IBM India revenue growth rate skids after bumper year
The Indian arm of global technology giant IBM that offers technology, business, and cloud services to its parent company and other sister concerns saw revenue growth decelerate a year after experiencing smart jump.
IBM India, which accounts for one-third of the global workforce, clocked net sales of ₹30,459 crore, as per data collated by VCCedge, a data research platform and a sister unit of VCCircle. Revenue growth rate for the year ended March 2024 more than halved from 22% in FY23 when it clocked a topline of ₹27,854.6 crore.
Meanwhile, the bottomline too faced pressure with net profit declining 6%.
IBM’s India unit has three key units including the mainstay — global delivery wing, which provides technology services, global business services and cloud services to other IBM entities, located overseas. This unit that generates over two-thirds of total India revenues, grew around 10% last year.
The services unit that provides clients with consulting, application management services and global process services grew the fastest at nearly 19%.
The systems and solutions vertical that comprises of hardware (servers and storage) and software; solutions units covering analytics, social and security, several of the new initiatives around Watson, Watson IoT, and transaction processing software; technology support services (maintenance services) to maintain and improve the availability of clients’ IT infrastructures and global asset recovery service, was on a slow burner with under 7% growth in FY24, Techcircle has gathered.
IBM India did not respond to TechCircle’s queries.
The previous year (FY23) provided much-needed relief to IBM India, which had previously suffered declining revenues and skidding profits. This growth came despite IBM losing an important business unit when it spun off its managed infrastructure services arm into a separate company Kyndryl.
Globally, for the year, IBM generated $61.9 billion in revenue, up 3% at constant currency in the financial year ended December 2023. “We experienced growing demand for our new watsonx platform, marked by thousands of client interactions. This demand contributed to roughly doubling the book of business for watsonx and generative AI from the third to the fourth quarter,” said Arvind Krishna, Chairman and Chief Executive Officer in a statement in the presentation in January 2024. IBM follows a January to December financial cycle.
Under Krishna, IBM has driven focus on software and consulting along with artificial intelligence (AI). IBM expects 2024 revenue to grow in the mid-single-digits backed by these businesses.
IBM’s Asia Pacific revenue for 2023 increased 1.6% though this growth stood at 7% after adjusting for currency movements. India, particularly, increased by 15% as reported and 20 percent adjusted for currency for the period January-December 2023.

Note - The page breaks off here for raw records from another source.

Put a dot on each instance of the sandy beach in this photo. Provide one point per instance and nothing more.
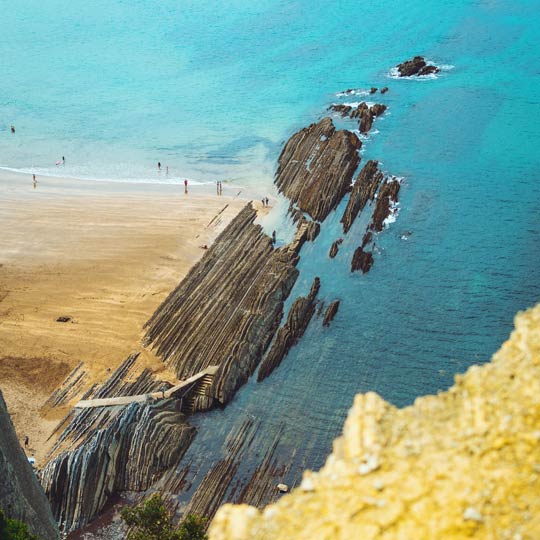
(102, 254)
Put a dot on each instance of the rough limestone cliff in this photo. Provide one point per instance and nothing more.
(105, 450)
(316, 167)
(462, 464)
(21, 496)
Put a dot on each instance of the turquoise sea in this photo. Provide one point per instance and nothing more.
(213, 89)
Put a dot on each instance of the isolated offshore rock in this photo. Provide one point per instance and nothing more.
(362, 260)
(288, 335)
(316, 167)
(335, 248)
(330, 312)
(386, 198)
(21, 496)
(227, 309)
(363, 190)
(417, 66)
(105, 450)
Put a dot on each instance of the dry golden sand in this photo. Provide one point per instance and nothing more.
(103, 254)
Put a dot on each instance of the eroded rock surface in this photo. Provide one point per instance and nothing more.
(105, 450)
(417, 67)
(21, 496)
(227, 309)
(316, 167)
(462, 464)
(288, 335)
(363, 190)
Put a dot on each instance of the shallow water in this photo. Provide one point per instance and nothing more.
(213, 91)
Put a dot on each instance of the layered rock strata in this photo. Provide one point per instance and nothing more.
(288, 335)
(226, 311)
(364, 190)
(362, 260)
(316, 167)
(462, 464)
(21, 496)
(330, 312)
(105, 450)
(416, 67)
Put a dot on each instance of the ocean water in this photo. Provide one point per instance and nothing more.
(214, 89)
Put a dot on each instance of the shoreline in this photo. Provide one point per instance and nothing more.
(103, 254)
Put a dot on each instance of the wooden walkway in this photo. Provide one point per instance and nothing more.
(126, 400)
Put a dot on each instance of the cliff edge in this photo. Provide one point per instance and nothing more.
(462, 464)
(21, 496)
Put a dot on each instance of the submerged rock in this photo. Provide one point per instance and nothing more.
(417, 66)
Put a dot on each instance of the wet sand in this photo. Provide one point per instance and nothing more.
(105, 255)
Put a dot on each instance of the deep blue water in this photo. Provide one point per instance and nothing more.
(213, 90)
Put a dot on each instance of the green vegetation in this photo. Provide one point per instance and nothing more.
(13, 529)
(150, 520)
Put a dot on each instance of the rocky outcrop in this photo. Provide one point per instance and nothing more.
(416, 67)
(462, 464)
(386, 201)
(363, 112)
(21, 496)
(335, 248)
(227, 309)
(331, 312)
(316, 167)
(363, 190)
(106, 450)
(288, 335)
(362, 260)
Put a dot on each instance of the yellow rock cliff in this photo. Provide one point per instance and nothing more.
(462, 464)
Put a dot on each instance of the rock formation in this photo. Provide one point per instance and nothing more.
(416, 67)
(105, 450)
(462, 464)
(362, 260)
(288, 335)
(21, 496)
(227, 309)
(363, 190)
(386, 199)
(330, 312)
(316, 167)
(335, 248)
(363, 112)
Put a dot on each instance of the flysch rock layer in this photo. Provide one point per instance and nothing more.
(226, 311)
(316, 167)
(106, 450)
(462, 464)
(21, 496)
(290, 333)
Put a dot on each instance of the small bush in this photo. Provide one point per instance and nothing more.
(151, 521)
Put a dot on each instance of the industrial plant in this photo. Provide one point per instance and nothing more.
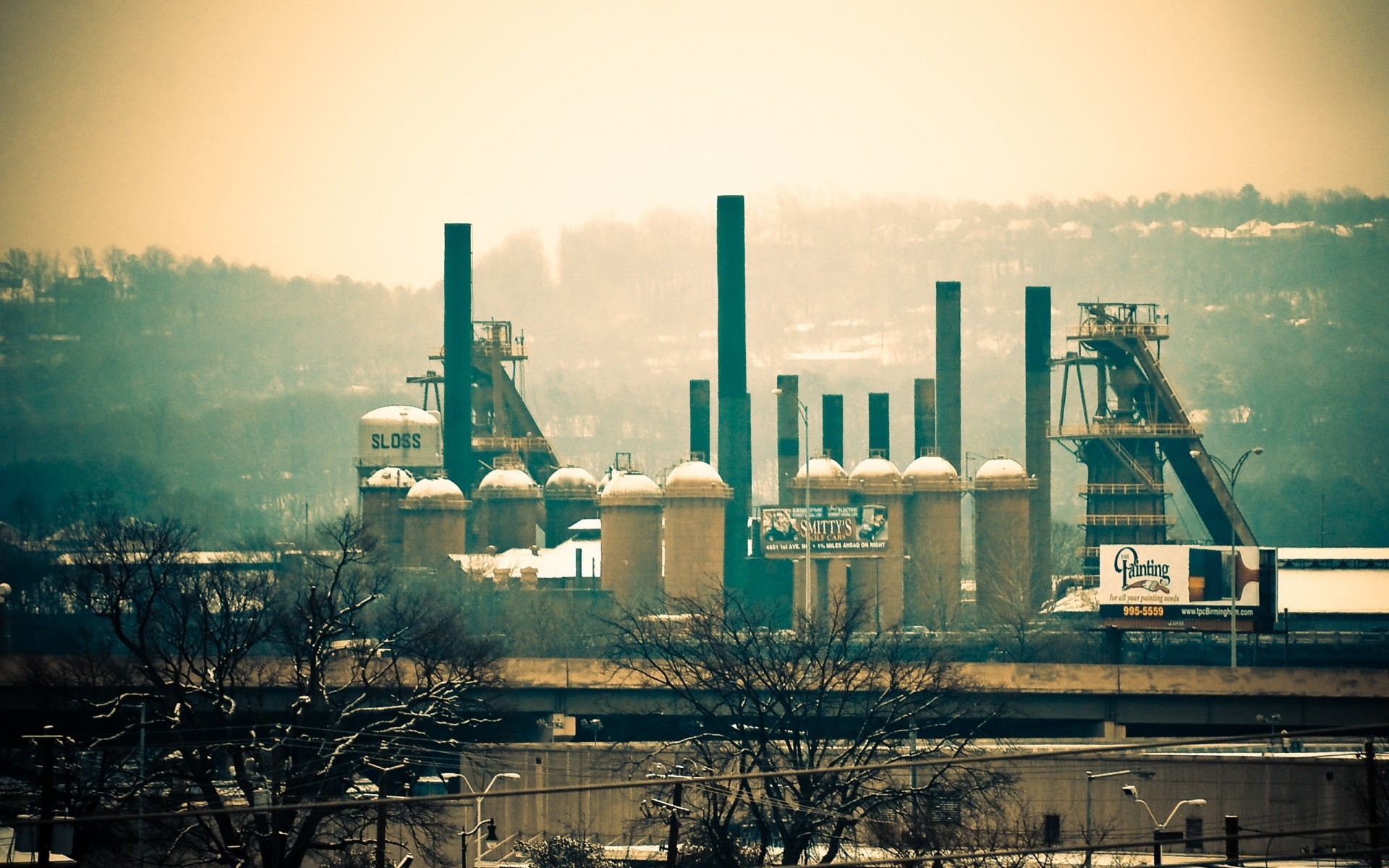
(492, 501)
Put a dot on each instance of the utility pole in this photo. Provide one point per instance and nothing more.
(673, 843)
(48, 798)
(1372, 804)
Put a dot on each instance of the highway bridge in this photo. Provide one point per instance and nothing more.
(1081, 700)
(548, 696)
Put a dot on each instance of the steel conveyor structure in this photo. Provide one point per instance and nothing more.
(1135, 425)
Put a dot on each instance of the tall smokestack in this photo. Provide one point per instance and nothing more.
(735, 428)
(699, 420)
(880, 436)
(788, 435)
(948, 370)
(833, 425)
(1037, 414)
(457, 354)
(925, 417)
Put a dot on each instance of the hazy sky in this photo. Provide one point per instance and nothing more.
(336, 138)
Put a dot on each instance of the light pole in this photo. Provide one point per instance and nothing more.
(1089, 818)
(804, 527)
(1160, 833)
(492, 833)
(1233, 474)
(463, 839)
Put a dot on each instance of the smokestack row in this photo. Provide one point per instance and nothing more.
(914, 582)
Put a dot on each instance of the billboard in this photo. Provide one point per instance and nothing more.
(833, 531)
(1186, 588)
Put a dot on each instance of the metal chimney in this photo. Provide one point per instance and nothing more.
(1037, 414)
(924, 420)
(833, 431)
(880, 434)
(735, 428)
(699, 420)
(788, 435)
(457, 354)
(948, 370)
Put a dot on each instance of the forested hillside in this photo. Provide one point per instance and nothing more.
(231, 395)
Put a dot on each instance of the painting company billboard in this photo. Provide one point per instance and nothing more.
(833, 531)
(1186, 588)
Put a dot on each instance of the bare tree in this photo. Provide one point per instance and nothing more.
(827, 697)
(266, 691)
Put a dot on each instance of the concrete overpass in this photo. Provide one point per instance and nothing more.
(1035, 699)
(1031, 700)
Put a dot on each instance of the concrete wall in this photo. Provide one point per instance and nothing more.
(1267, 792)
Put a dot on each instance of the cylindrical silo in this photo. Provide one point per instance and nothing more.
(399, 436)
(572, 493)
(434, 522)
(629, 509)
(507, 510)
(694, 501)
(877, 579)
(931, 574)
(1002, 548)
(381, 496)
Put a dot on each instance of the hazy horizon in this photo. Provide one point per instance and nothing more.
(328, 139)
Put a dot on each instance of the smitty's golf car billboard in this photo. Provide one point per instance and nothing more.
(833, 531)
(1186, 588)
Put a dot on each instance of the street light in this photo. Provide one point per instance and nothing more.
(1089, 820)
(463, 839)
(492, 831)
(1160, 833)
(1233, 475)
(804, 529)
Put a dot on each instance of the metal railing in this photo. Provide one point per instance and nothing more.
(1129, 521)
(511, 445)
(1123, 488)
(1124, 430)
(1150, 331)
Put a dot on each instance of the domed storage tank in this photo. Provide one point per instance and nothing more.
(631, 511)
(381, 496)
(828, 484)
(1002, 552)
(507, 510)
(434, 522)
(572, 493)
(877, 581)
(400, 436)
(694, 503)
(931, 575)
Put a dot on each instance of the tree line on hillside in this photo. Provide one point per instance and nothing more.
(235, 392)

The company is also dealing with disagreements over taxes with the Indian Tax Authorities. “To keep its right to appeal the tax decisions, the company has already paid $557 million in advance, which is listed as prepaid taxes,” IBM had stated in its 2023 global annual report.

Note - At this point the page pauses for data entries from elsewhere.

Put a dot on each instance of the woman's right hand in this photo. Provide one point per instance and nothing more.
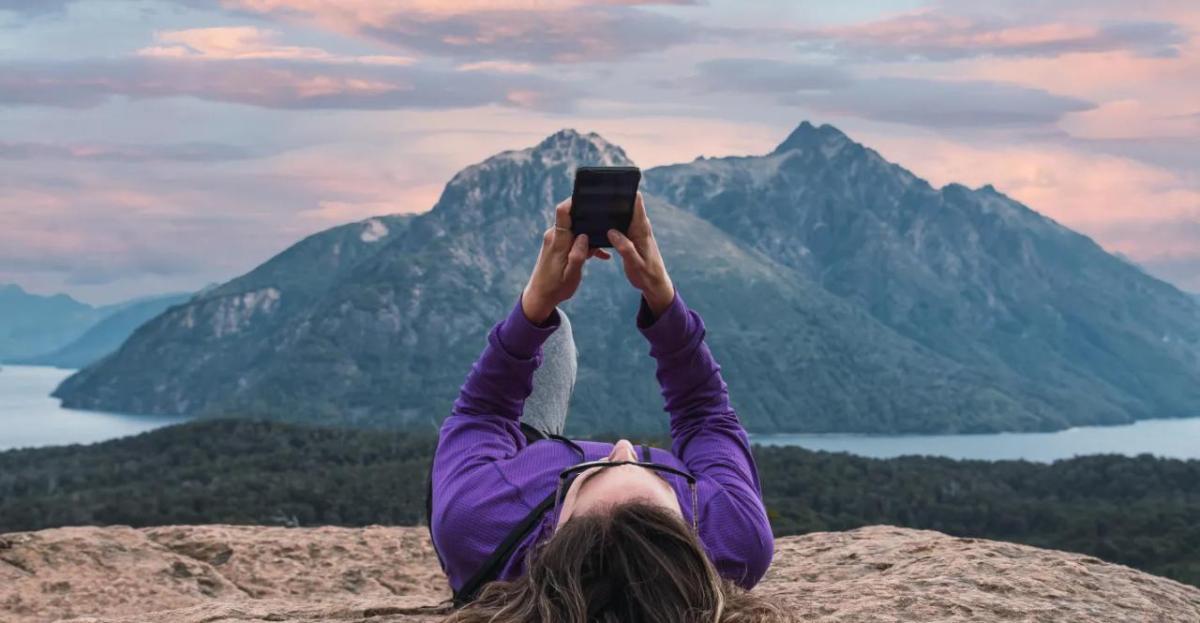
(559, 268)
(643, 262)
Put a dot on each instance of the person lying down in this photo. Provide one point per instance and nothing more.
(531, 526)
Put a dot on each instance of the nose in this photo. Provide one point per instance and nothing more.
(623, 450)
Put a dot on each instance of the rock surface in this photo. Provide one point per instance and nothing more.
(192, 574)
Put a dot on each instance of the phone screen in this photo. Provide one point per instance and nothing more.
(604, 199)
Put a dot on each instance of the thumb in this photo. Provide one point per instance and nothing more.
(625, 247)
(575, 258)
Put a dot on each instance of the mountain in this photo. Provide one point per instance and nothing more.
(108, 334)
(195, 354)
(841, 293)
(1071, 333)
(33, 324)
(389, 342)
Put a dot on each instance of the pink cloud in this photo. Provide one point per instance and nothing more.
(947, 35)
(246, 42)
(1126, 205)
(270, 83)
(522, 30)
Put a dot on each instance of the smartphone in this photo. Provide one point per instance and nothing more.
(604, 199)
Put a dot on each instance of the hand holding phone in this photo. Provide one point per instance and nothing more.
(642, 261)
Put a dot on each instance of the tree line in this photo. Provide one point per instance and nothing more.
(1141, 511)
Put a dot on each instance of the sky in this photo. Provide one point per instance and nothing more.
(162, 145)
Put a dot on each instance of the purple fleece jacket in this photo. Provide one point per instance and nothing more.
(487, 478)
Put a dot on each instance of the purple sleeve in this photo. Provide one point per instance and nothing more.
(708, 438)
(481, 432)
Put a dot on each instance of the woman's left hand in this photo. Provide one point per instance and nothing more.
(559, 268)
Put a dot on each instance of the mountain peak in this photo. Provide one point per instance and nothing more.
(808, 137)
(571, 147)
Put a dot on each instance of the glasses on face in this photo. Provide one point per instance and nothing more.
(567, 477)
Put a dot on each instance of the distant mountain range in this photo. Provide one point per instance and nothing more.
(63, 331)
(108, 334)
(31, 324)
(841, 293)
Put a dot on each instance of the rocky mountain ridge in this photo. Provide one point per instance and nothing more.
(879, 304)
(192, 574)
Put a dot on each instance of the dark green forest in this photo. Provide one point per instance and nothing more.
(1141, 511)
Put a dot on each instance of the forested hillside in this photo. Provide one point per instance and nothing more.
(1141, 511)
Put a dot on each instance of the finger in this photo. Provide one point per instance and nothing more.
(563, 214)
(640, 215)
(575, 258)
(625, 247)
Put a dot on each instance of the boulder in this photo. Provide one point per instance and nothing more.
(192, 574)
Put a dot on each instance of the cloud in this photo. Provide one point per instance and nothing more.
(1149, 214)
(115, 153)
(759, 76)
(911, 101)
(246, 42)
(273, 84)
(513, 30)
(946, 103)
(35, 7)
(942, 36)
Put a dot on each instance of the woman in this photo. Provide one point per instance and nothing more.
(563, 531)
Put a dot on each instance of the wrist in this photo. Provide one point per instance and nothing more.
(537, 309)
(659, 298)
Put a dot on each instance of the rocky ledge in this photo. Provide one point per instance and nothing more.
(192, 574)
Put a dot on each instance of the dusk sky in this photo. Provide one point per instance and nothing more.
(160, 145)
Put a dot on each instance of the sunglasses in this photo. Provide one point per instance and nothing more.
(567, 477)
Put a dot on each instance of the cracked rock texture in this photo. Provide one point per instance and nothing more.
(193, 574)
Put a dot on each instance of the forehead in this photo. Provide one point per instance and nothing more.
(622, 481)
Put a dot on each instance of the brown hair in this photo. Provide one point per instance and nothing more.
(636, 564)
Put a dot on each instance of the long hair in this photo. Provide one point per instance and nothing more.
(635, 564)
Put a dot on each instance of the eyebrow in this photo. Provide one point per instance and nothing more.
(582, 478)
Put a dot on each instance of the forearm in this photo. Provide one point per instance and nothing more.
(688, 375)
(706, 432)
(502, 378)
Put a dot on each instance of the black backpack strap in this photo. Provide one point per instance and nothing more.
(491, 567)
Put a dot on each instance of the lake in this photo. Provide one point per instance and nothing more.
(29, 417)
(1171, 438)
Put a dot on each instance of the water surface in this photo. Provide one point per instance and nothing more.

In September, IBM opened a new generative AI center at its Kochi office. This innovation is expected to generate 5,000 jobs. The news came at the time when a report by The Register stated that the company is ‘quietly’ laying off thousands of employees especially in senior-level programmers, sales and support staff.
Further, this year, IBM partnered with NTT Data to launch SimpliZCloud, a fully managed cloud service designed to meet the infrastructure needs of financial services organisations. Built on IBM’s LinuxONE platform, the service aims to support critical applications such as core banking, lending, and risk management. As per the company, the service is positioned to support financial institutions and other organisations with mission-critical workloads, providing modern, flexible infrastructure on a private cloud platform that meets regulatory requirements.